Shooting guard Alec Burks is leaving Colorado early for the NBA draft after a record-setting sophomore season with the Buffaloes.
Burks was joined by Colorado coach Tad Boyle and his teammates at a news conference to announce his decision Thursday. Burks said he wrestled for weeks with the notion of skipping his final two years of eligibility, and consulted with his family, coaches and others, including former Colorado star and current New York Knicks guard Chauncey Billups.
"It was tough," said Burks, who plans to hire an agent in the coming days. "I was really deciding on coming back. I wasn't ready to give up the college experience. But I had to make the best decision for myself, and that's what I feel like I did."
The NBA draft is scheduled for June 23.
"The NBA is a dream of mine," Burks said. "I feel like I've got to take advantage of it."
Boyle said that Burks is ready to make the jump to the professional ranks and he fully supported his decision.
"Obviously, he's proved he can produce in one of the best leagues in the country and at the highest levels of college basketball," Boyle said. "You're talking about a situation where Alec can put himself on a course to take care of himself and his family for years to come. It's hard to begrudge anybody that opportunity, especially someone who has worked as hard as he's worked."
Burks' consistently productive play at Colorado has made his draft stock rise.

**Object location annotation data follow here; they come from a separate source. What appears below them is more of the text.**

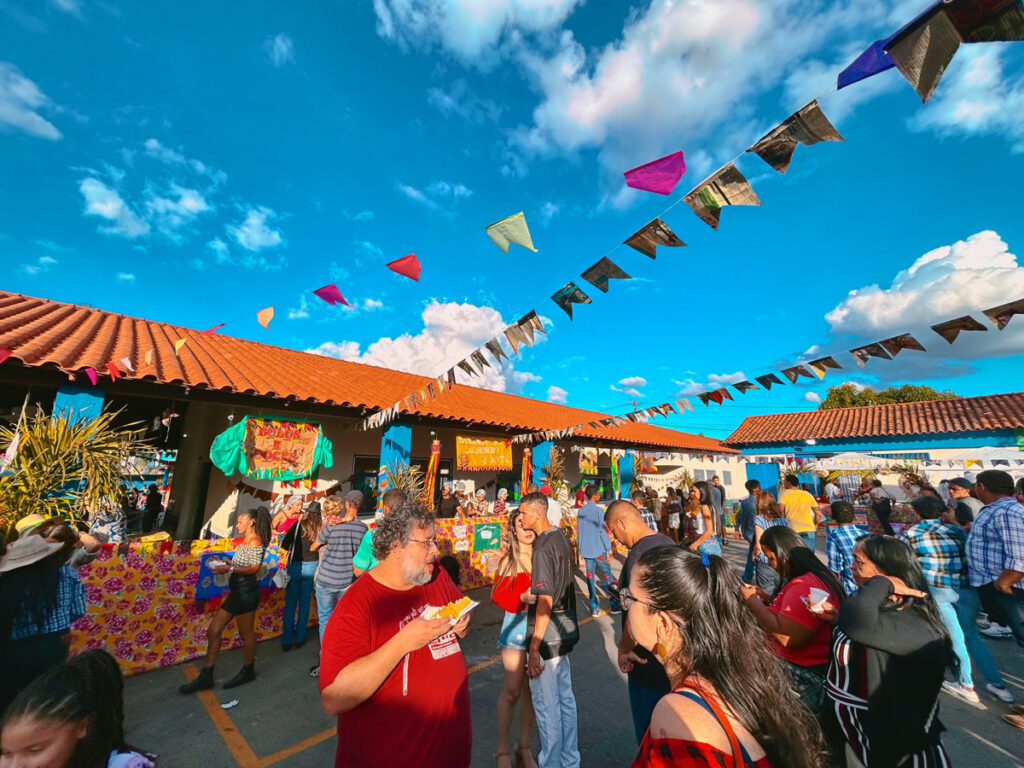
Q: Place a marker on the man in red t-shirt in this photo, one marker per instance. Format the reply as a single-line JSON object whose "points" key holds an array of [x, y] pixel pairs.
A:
{"points": [[396, 681]]}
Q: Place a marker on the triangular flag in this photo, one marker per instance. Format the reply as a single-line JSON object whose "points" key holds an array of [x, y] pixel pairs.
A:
{"points": [[922, 53], [331, 295], [511, 229], [727, 186], [407, 266], [903, 341], [951, 329], [807, 126], [652, 235], [568, 295], [602, 271], [659, 175], [999, 315], [862, 354], [796, 372], [768, 380]]}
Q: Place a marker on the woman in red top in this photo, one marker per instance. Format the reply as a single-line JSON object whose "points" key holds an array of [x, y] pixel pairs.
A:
{"points": [[796, 634], [511, 591], [730, 704]]}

The 6-foot-6 guard ranks third on the school scoring list with an average of 19 points per game. He set the single-season scoring record of 779 points this season while helping Colorado reach the NIT semifinals in New York, and also set the freshman scoring record of 512 points.

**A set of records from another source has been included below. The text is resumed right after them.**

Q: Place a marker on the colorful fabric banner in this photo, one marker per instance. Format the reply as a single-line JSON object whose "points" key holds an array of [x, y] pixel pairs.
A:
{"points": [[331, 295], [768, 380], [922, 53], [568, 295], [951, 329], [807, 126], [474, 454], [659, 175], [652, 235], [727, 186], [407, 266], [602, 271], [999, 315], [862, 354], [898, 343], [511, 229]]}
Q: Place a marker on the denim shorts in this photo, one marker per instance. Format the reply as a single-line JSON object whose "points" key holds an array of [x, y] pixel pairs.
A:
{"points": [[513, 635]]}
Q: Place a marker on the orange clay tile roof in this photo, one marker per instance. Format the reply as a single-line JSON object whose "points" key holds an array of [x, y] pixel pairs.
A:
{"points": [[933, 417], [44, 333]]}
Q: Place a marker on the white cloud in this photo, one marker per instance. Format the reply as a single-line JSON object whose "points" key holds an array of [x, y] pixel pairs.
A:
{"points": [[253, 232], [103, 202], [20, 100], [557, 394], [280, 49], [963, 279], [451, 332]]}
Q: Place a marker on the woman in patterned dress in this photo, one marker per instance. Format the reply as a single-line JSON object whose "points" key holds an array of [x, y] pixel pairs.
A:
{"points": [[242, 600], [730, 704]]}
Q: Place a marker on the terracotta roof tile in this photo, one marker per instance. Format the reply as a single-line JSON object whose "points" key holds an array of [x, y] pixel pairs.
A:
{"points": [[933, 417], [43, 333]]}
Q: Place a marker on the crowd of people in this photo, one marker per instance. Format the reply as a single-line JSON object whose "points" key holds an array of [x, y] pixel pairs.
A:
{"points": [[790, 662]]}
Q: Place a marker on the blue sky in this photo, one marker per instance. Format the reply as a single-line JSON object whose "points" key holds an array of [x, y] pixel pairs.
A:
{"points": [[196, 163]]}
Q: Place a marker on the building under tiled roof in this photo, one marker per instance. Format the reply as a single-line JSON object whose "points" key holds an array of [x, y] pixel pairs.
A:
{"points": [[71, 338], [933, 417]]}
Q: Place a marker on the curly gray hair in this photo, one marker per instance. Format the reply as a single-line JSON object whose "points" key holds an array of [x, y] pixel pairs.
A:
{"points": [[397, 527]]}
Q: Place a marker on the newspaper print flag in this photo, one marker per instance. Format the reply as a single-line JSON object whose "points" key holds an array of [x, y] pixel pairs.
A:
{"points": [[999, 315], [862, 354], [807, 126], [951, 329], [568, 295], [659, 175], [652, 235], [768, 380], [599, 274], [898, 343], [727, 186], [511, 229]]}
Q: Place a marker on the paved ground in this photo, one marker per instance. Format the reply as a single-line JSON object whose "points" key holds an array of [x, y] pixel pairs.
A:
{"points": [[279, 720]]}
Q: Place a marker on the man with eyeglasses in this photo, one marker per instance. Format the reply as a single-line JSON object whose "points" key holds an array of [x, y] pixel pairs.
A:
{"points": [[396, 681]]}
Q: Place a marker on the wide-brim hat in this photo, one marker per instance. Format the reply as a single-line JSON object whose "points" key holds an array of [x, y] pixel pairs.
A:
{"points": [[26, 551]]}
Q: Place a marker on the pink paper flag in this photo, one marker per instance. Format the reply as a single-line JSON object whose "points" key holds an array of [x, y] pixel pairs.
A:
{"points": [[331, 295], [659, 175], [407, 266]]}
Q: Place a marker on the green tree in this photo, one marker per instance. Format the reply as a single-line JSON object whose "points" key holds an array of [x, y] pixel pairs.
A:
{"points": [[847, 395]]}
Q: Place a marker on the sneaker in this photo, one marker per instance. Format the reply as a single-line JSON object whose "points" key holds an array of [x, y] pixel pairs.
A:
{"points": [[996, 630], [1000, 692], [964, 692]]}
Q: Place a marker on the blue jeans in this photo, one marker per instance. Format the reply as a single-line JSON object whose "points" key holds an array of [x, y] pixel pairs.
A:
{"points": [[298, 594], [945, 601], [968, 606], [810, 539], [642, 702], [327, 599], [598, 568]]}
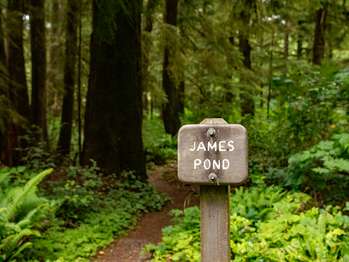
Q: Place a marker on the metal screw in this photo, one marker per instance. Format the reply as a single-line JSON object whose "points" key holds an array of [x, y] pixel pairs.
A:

Several mock drafts project Burks going in the middle of the first round, though Burks believes he has the potential to be a lottery pick.
"I'm going to work on everything to get my game right for the NBA," he said.

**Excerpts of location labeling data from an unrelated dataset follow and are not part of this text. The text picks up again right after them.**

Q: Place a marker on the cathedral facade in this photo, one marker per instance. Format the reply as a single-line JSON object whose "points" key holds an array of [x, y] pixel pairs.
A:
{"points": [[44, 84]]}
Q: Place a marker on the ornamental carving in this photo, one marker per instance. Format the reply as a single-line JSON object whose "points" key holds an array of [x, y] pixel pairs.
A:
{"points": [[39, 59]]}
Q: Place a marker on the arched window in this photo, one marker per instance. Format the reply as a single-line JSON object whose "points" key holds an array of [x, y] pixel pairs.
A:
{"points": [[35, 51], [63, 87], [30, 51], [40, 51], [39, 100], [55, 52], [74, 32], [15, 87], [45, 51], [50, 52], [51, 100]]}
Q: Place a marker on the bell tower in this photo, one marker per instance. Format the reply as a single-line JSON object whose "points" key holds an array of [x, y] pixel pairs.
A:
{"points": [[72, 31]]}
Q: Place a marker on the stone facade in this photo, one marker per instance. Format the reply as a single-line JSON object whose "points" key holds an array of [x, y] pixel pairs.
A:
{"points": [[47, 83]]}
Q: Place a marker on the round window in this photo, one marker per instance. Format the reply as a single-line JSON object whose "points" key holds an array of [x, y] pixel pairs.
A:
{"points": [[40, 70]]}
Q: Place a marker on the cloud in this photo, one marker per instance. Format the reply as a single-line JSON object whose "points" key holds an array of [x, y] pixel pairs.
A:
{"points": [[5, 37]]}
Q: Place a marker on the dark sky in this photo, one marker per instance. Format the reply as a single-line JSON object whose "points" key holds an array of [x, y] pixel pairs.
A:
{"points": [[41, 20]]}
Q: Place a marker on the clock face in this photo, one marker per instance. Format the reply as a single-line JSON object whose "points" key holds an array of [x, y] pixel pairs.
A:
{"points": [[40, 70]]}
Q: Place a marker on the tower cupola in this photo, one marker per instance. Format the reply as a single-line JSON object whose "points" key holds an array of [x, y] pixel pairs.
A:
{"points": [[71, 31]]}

Boyle believes Colorado's basketball future remains bright, adding that it is better off in the long run having had Burks the past two seasons.
"We're not as good and we're not as experienced, but that doesn't mean we can't have a great year," Boyle said. "I'm optimistic, and I'm proud of Alec. This is something we can use as a positive in our recruiting efforts. Part of coming to this campus is following your dream and whether you're a basketball player or a chemical engineer or whatever the case may be, you want to follow your dream. Alec's dream is to play in the NBA and he's realized that at Colorado."